Used Car Price Prediction
Gradient-boosted regression model for used-car valuation on large, messy marketplace data. Compared LightGBM and CatBoost, handled mixed categorical features, and balanced model quality against inference speed.
Key metrics.
LightGBM
best overall speed / quality balance
1,768
best reported test error
1,076
average absolute pricing error
0.849
variance explained on held-out data
What the project tries to solve.
Estimate market value quickly from used-car listing attributes so a customer-facing pricing workflow can return a useful number fast.
Status: Study project, being refactored for portfolio use.
Notebook: used_car_price_prediction.ipynb
Repo path: data-science-projects/used-car-price-prediction
This is a strong portfolio problem because it combines messy categorical tabular data, regression metrics that matter to product teams, and the practical tradeoff between model quality and prediction speed.

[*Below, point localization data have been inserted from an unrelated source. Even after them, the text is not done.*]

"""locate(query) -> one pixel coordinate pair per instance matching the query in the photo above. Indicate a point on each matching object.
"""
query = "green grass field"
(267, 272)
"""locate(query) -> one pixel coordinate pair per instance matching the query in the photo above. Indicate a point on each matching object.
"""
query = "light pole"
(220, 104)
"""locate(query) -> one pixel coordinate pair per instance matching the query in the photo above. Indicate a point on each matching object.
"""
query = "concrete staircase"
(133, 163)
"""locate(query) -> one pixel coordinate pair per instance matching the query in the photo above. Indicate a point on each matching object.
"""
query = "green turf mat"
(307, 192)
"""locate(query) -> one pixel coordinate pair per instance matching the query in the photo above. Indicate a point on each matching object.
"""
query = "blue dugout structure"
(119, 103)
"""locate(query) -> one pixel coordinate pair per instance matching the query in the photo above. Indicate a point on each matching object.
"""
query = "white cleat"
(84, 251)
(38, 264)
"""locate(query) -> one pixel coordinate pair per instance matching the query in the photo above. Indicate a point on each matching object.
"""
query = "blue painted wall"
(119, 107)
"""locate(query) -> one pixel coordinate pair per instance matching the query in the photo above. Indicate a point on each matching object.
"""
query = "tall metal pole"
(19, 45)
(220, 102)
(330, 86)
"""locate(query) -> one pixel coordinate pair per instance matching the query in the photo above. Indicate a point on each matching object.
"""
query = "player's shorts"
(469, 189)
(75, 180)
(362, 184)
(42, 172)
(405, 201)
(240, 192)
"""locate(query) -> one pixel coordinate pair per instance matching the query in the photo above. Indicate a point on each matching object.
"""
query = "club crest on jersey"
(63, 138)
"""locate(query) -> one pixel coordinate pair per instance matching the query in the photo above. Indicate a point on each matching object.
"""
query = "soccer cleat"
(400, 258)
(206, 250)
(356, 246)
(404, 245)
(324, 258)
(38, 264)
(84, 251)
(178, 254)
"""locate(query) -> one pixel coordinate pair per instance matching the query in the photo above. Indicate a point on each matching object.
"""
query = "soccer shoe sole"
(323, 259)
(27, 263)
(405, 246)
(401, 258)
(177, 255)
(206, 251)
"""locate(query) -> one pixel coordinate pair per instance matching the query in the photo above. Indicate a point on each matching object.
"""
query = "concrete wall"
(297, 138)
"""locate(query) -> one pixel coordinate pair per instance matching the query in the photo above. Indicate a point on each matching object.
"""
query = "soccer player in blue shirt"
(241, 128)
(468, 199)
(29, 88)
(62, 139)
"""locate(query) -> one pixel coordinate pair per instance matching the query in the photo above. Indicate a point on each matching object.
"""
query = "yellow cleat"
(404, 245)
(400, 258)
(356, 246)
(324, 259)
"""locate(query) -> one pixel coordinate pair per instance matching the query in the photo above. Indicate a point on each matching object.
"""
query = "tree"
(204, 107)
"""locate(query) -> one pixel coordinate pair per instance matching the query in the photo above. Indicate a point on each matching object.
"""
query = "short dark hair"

This project is one of the strongest signals for practical tabular machine learning because it deals with real marketplace messiness: missing values, mixed feature types, model comparison, and performance tradeoffs that matter outside a classroom notebook.
How I approached it.
Cleaned and normalized a noisy marketplace dataset with missing values and mixed categorical fields.
Built preprocessing pipelines for numeric and categorical features.
Compared baseline linear and tree models against boosted methods including LightGBM and CatBoost.
Tracked runtime along with RMSE, MAE, and R-squared to judge production usefulness rather than accuracy alone.
What I would improve next.
Tighten feature selection and remove weaker date-derived features with clearer leakage reasoning.
Refactor the notebook into a cleaner training pipeline with reproducible config and saved artifacts.
Add error slices by price band and vehicle segment to show where the model is reliable and where it misses.